Excellent idea about the melon baller Harp! My feeling is that if some like lead so be it,me,I'll stick with steel most times,marbles some times (very short range) M&M's,gum balls,Jellybeans,chick peas when I'm feeling ecologically friendly! Now if I was to go back to hunting as I once did with my slingshot, the .44 cal lead would be in the pocket once more. I did read once on one of these forums of a guy who painted his lead balls orange,so he would be insulated from the dangers and also he could see them better in flight and on the ground for pick up.
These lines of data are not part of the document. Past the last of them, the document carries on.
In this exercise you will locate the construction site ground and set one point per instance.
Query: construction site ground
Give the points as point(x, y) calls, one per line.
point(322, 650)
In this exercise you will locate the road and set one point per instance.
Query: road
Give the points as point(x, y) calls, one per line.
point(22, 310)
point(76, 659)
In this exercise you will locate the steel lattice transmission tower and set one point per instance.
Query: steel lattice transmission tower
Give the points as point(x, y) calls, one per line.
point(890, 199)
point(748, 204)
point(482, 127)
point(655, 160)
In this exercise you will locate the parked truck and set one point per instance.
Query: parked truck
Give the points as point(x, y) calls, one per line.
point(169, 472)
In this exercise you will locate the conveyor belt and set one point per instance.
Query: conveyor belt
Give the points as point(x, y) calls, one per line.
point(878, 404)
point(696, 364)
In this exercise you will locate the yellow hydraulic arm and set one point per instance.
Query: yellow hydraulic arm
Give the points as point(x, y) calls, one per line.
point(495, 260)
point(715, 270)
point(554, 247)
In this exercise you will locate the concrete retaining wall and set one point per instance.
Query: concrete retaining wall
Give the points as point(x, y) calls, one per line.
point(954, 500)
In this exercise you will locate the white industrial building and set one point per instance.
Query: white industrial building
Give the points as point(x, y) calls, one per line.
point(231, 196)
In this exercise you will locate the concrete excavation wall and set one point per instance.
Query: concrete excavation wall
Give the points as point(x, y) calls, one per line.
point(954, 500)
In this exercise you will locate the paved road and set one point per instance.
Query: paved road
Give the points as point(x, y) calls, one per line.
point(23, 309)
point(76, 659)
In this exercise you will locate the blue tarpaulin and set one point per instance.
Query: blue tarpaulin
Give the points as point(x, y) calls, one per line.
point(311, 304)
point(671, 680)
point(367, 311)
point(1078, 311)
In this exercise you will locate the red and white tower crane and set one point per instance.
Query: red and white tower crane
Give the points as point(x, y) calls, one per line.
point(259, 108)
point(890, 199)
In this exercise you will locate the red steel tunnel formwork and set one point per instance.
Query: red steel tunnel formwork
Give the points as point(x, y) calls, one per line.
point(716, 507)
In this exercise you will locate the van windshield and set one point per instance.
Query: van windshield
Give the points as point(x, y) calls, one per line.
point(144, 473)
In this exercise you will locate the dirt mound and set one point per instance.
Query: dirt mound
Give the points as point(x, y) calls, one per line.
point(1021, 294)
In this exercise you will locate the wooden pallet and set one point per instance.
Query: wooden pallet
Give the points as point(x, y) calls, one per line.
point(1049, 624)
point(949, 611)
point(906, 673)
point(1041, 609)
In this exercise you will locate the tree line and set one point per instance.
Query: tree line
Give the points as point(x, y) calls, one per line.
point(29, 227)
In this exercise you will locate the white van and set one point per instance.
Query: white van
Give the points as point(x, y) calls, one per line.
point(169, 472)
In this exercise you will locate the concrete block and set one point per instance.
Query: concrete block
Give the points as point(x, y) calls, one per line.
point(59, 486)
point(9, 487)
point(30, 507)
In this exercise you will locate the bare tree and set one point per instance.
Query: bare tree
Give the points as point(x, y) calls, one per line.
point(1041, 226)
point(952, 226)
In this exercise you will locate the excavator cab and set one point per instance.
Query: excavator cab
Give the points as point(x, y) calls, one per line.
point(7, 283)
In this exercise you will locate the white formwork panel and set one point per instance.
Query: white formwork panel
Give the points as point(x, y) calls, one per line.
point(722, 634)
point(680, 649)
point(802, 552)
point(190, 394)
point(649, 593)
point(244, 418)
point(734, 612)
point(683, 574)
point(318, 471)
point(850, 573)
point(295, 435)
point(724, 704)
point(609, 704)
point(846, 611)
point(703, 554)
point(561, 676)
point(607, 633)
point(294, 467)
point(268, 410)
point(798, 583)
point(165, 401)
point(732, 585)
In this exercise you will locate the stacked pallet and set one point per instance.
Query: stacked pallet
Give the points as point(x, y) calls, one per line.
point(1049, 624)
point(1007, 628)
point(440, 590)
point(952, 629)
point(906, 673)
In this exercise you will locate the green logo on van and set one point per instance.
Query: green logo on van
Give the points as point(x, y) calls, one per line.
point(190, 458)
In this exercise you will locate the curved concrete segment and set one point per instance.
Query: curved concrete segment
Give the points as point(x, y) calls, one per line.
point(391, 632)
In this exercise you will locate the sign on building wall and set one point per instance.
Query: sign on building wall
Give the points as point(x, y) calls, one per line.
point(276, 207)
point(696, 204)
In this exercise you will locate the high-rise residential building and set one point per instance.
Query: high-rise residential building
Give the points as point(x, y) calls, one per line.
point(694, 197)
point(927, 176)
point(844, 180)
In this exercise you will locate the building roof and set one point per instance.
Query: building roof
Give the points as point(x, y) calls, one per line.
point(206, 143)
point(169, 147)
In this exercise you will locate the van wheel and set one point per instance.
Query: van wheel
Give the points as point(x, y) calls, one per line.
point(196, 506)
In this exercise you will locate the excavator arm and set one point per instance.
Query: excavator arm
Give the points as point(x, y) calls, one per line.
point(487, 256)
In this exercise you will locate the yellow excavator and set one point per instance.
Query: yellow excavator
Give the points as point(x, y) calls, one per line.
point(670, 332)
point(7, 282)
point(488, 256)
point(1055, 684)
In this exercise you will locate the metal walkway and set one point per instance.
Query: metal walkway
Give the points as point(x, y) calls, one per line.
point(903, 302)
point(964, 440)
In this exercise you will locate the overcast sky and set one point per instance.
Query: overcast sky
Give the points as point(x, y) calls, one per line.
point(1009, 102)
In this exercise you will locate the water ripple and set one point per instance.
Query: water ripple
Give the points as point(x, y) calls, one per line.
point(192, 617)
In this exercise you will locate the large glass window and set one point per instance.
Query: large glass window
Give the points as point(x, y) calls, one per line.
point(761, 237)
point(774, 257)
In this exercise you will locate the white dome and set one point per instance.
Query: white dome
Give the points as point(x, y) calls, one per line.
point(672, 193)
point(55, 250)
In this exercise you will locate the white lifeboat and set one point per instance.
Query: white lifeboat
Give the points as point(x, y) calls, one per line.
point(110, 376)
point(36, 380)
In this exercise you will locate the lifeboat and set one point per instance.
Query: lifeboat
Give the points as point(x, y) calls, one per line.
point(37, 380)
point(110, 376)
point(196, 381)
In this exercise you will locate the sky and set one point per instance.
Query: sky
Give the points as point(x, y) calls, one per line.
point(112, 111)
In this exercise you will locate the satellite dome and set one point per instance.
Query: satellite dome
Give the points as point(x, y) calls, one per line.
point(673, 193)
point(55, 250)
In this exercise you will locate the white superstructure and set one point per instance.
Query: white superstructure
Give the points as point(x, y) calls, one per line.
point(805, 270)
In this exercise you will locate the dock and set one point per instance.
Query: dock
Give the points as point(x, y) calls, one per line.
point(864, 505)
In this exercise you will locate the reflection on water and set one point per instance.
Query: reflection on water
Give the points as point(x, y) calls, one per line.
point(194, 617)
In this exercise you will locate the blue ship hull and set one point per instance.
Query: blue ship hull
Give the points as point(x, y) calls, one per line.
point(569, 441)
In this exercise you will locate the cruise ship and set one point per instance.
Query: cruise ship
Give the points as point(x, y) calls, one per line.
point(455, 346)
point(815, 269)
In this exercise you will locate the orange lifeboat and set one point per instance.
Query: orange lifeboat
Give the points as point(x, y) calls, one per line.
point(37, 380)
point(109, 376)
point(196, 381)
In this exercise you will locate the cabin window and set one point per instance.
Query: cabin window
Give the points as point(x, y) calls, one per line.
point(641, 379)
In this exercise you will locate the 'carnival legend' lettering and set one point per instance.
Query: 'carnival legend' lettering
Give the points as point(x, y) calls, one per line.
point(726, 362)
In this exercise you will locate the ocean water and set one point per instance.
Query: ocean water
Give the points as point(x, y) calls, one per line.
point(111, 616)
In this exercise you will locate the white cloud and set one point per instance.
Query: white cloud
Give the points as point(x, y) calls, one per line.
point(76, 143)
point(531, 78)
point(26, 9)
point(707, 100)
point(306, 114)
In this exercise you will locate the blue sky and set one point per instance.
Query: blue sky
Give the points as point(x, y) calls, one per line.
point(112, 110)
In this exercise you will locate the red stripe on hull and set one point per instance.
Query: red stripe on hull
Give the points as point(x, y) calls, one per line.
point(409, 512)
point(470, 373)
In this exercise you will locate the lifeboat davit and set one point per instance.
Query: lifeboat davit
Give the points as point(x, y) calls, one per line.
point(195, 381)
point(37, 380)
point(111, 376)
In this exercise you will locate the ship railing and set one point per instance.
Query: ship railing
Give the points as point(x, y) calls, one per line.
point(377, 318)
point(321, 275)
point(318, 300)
I think it was Roger Henrie. Wonderful craftsman from Nevada. Flatband


----------



## smitty (Dec 17, 2009)

I guess I'm weird...I like to shoot mostly marbles at tin cans. They are big enough to feel right in the pouch, but don't cost as much as 1/2" steel. I'd really like to get a killer deal on the 1/2" steel, but I haven't got a tree in my yard that will grow money for fruit. It is easier for me to come up with $8.00 from time to time than to put together larger sums. Even if I could I would be looking at buying some slingshots from forum members.


----------



## whipcrackdeadbunny (May 22, 2010)

I would only use lead if it was the only option (I'm a bit short of braincells as it is) do you know what kind of calibre difference is needed to gain equivalent weight, lead/steel? And what about a wax coating? easy and cheap to apply, no dangers unless the balls are handled a lot *ACHEM* it should hold nicely in the pouch and have a smooth release, plus any inconsistencies can be smoothed out with a little heat?


----------



## dgui (Jan 12, 2010)

EZ solution to lead problems. Dip ball into Plastic Coat. Dries in minutes. It is what you coat metal or wood hand tools with.


----------



## NoSugarRob (Jun 3, 2010)

.


----------



## Beaujangles (May 23, 2010)

Bright red Plasti-dip makes em safe and easy to find, so far haven't had any wear through. Available at Home Depot.


----------



## goldrush (Oct 16, 2012)

How do you dip the balls to get an even coating? tongs?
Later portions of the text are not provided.